Cela passe par une autre manière d’aborder autrui, par un dépassement de la facilité qui consiste à s’appuyer sur celles qui ne vous poseront pas problème ! Car celles-là existent également, elles sont si bien assimilées, mais pour aujourd’hui, nous les laisserons en paix.

Cela passe par le fait d’accepter d’être remis en question.

Cependant, pour ma part, je n’attends pas cette position révolutionnaire – au vrai sens du mot et non pas dans l’espoir romantique du matin d’un grand soir - uniquement des scènes françaises et de celles qui sont aux commandes, je l’attends de moi-même, je l’attends de nous-mêmes aussi, en termes de propositions artistiques. Alors, nous, les non-blancs discriminés, nous, les créatrices Noires :

  • allons-nous continuer à créer des pièces sur des « grands hommes Noirs ? », à partir de la parole d’autres « grandes voix noires ? »

  • allons-nous continuer à jouer le rôle de l’animation sociale des quartiers qui n’a pas grand-chose à voir avec une recherche artistique, y compris en contradiction avec les lieux où nous sommes amenées à vivre ?

  • allons-nous continuer à donner de nous-mêmes une image dévalorisée, stéréotypée ?

  • allons-nous continuer à accepter de jouer les guerrières africaines dans des pièces ?

  • allons-nous être capables de présenter des spectacles qui dérangent et qui ne recherchent pas l’approbation des dominants ?

  • allons-nous en rester à des relectures historiques d’épopées coloniales ?

  • allons-nous manifester à quel point nous faisons partie du monde, sommes inquiètes de l’état du monde, qu’il s’agisse de la crise, des effets que la crise en Grèce pourrait avoir sur notre quotidien ?

  • allons-nous interroger nos propres incapacités ou difficultés à faire groupe ?

  • sommes-nous capables de dépasser le désir de reproduction d’une élite bourgeoise qui nous pousse à chercher à avoir notre part d’un mode de fonctionnement, de direction, de gestion culturelle qui ne contribue pas à l’épanouissement du plus grand nombre ?

Cette attente de radicalité nous concerne toutes, elle est sociale, artistique, culturelle, politique au sens premier du terme.
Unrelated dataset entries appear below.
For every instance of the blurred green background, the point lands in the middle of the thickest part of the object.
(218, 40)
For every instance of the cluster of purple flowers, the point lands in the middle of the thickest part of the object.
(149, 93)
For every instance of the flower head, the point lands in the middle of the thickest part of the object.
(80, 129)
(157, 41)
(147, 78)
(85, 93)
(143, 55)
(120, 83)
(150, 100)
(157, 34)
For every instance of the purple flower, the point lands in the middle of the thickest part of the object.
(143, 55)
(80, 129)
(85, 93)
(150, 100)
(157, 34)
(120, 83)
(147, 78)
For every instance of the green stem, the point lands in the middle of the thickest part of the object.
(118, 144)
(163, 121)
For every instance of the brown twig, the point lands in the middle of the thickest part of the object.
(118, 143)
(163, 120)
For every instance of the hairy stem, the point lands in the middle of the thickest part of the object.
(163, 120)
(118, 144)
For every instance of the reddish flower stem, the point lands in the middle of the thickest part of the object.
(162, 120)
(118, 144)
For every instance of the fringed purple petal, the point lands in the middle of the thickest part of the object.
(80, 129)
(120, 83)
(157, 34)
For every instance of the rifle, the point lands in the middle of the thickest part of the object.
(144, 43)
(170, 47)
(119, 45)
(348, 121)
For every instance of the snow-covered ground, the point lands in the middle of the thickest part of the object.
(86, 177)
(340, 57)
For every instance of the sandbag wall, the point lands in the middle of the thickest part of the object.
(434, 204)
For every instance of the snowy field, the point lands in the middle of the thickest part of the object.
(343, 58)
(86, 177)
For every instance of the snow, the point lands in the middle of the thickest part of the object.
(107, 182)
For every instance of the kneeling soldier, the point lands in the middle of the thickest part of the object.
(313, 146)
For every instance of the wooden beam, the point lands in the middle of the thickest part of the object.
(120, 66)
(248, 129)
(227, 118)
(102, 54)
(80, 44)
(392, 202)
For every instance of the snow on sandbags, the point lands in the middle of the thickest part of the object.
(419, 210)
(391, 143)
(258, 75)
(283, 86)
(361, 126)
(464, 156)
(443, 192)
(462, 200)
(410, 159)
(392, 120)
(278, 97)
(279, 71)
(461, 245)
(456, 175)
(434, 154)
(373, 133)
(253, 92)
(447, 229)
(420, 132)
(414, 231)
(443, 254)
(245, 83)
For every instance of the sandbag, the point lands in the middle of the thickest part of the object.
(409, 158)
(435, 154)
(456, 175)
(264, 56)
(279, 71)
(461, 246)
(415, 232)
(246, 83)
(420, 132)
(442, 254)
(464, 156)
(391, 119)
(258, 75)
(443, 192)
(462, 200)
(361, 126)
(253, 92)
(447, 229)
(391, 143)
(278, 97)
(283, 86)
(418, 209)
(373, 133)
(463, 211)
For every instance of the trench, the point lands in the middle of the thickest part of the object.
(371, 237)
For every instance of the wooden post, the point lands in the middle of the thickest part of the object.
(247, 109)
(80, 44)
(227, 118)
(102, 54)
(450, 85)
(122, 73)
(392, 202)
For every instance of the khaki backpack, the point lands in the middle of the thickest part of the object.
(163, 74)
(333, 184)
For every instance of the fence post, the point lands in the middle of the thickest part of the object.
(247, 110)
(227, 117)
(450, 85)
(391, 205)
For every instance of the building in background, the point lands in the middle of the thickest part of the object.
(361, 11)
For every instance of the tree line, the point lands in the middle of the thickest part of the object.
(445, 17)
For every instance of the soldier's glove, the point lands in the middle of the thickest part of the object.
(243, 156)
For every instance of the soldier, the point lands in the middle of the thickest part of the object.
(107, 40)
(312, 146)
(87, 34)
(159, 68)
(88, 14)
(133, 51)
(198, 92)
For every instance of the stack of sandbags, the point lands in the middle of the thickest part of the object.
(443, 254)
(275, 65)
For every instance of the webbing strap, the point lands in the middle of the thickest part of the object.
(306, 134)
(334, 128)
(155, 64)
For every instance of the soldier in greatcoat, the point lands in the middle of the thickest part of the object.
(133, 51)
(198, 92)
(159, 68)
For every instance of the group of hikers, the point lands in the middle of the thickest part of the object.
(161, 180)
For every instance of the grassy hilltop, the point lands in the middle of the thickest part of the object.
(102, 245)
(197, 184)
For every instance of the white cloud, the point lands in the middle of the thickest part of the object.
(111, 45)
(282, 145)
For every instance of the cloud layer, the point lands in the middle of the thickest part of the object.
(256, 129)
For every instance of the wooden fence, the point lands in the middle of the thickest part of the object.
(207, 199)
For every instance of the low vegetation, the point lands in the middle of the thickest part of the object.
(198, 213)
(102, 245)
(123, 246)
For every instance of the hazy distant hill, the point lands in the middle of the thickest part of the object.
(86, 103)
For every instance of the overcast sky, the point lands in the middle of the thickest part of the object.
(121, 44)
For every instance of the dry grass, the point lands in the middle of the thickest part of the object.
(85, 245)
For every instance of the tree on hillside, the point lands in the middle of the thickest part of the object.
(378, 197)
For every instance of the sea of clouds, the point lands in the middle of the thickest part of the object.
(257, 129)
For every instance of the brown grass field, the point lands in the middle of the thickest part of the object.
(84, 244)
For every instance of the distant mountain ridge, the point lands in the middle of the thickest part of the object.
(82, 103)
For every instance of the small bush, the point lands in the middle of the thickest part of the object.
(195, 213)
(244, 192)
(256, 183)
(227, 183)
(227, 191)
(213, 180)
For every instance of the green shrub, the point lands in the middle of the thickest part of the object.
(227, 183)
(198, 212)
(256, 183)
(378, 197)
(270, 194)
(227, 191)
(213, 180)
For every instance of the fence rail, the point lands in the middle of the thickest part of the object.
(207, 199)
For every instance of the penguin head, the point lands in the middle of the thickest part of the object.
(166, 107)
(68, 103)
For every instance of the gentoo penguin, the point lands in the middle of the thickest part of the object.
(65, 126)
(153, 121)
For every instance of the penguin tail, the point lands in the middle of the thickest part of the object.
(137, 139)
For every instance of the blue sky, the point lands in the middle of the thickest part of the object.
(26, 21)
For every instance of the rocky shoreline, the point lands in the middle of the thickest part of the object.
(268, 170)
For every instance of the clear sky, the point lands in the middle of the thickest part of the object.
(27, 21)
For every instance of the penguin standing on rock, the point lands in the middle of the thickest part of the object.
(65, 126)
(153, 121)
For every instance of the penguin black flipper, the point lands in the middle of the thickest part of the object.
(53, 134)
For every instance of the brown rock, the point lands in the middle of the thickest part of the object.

Je terminerai par un mot sur la culpabilité. Une personne m’a récemment dit qu’elle ne voulait plus être culpabilisée. À quoi je lui ai répondu que sa culpabilité ne m’intéressait pas, qu’elle ne m’était d’aucun avantage, bien au contraire. Je ne cherche pas à offrir aux gens la possibilité de se réfugier dans la culpabilité. Oui, il s’agit d’un refuge. Il s’agit d’une porte de sortie qui permette de dire : pourquoi on me reproche cela à moi ? Culpabiliser un individu c’est lui offrir la possibilité de se retirer dans sa blessure et donc de s’amnistier de la lutte en commun contre une question sociale et non pas individuelle. Le risque encouru est aussi que la culpabilisation amène celui qui vous fait face à tenter de réagir dans l’urgence, dans ce mouvement de culpabilité et de faire encore une fois, des propositions mal ajustées qui ne feraient que renforcer le point de purulence. Sa culpabilité peut aussi l'amener à vous sauter à la gorge, la meilleure défense étant l'attaque. La culpabilisation ne nous est donc d’aucun secours, au contraire. Ce qui importe aujourd’hui, et pour nous toutes, c’est de regarder la plaie, en face, plaie dont nous sommes responsables ensemble, à des niveaux divers, soit que nous nous soyons retirées de la vie commune, de la lutte collective, soit que nous ayons accepté qu’ainsi va le monde, soit que nous ayons fait des propositions inappropriées à la situation.